U5. httpx connection pool configuration

Goal: Configure explicit httpx.Limits on all LLM provider clients for optimal connection reuse.

Requirements: R4

Dependencies: None

Files:

  • src/agentkit/llm/providers/openai.py — add httpx.Limits configuration
  • src/agentkit/llm/providers/anthropic.py — add httpx.Limits configuration
  • src/agentkit/llm/providers/gemini.py — add httpx.Limits configuration
  • src/agentkit/llm/config.py — add connection pool config fields
  • tests/unit/test_llm_provider.py — verify connection pool settings

Approach:

  1. Add connection_pool section to ProviderConfig:

    • max_connections: int = 100
    • max_keepalive_connections: int = 20
    • keepalive_expiry: float = 30.0
  2. Pass httpx.Limits to all provider constructors.

  3. Configure httpx.AsyncClient with explicit limits in each provider.

Patterns to follow: Existing ProviderConfig dataclass pattern; existing timeout parameter pattern.

Test scenarios:

  • Provider creates httpx client with configured limits
  • Default limits applied when not configured
  • Custom limits from config override defaults
  • Connection reuse verified via mock

Verification: Existing provider tests pass; connection pool settings applied correctly.

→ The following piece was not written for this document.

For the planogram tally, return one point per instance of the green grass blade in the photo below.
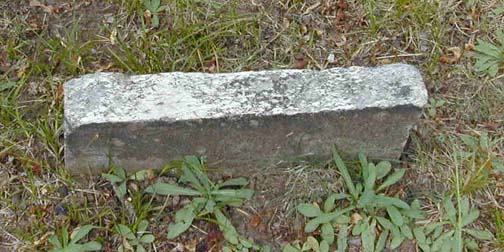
(340, 164)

U6. Chat route pipeline optimization

Goal: Optimize the WebSocket chat handler to overlap I/O operations and reduce serial waits.

Requirements: R1, R2

Dependencies: U1, U4

Files:

  • src/agentkit/server/routes/chat.py — parallelize session operations
  • tests/unit/test_chat_routes.py — add pipeline optimization tests

Approach:

  1. In _handle_chat_message(), parallelize:

    • sm.append_message() (user message) and sm.get_chat_messages() — these can run concurrently since append_message now returns immediately (U4)
  2. Move assistant message append_message() to fire-and-forget after streaming completes (already non-blocking with U4).

  3. Reuse ReActEngine instance per session instead of creating new one per message.

Patterns to follow: Existing asyncio.gather pattern in orchestrator.

Test scenarios:

  • User message append and chat messages retrieval run concurrently
  • Assistant message persisted after streaming completes
  • ReActEngine reuse across messages in same session
  • Error during parallel operations handled gracefully

Verification: Existing chat route tests pass; manual test shows reduced latency.


Risks & Mitigations

Risk Likelihood Impact Mitigation
Heuristic classifier misroutes requests Medium Medium — wrong skill or wrong execution mode Config flag to revert to LLM; monitor routing accuracy via telemetry
Parallel tool execution breaks implicit dependencies Low High — incorrect results Config flag to disable; LLM rarely returns dependent calls in single response
Async session writes lose messages on crash Low Medium — missing conversation history WAL buffer + flush on shutdown; acceptable trade-off for speed
Merged LLM call prompt confuses the model Low Low — falls back to separate calls Fallback to separate calls on parse failure

System-Wide Impact

  • Routing layer: CostAwareRouter and IntentRouter behavior changes when heuristic mode is active; existing LLM-based routing preserved as fallback
  • ReAct engine: Tool execution changes from serial to parallel; conversation history ordering preserved
  • Session management: Write operations become asynchronous; read operations check WAL buffer
  • Configuration: New router and react config sections in agentkit.yaml
  • Telemetry: Existing OpenTelemetry spans continue to work; new spans for heuristic classification

Open Questions

  • What is the actual routing accuracy of the current LLM-based classifier? Need baseline measurement before comparing heuristic accuracy.
  • Should the heuristic classifier be extensible (plugin pattern) or hardcoded? Starting with hardcoded for simplicity, can extend later.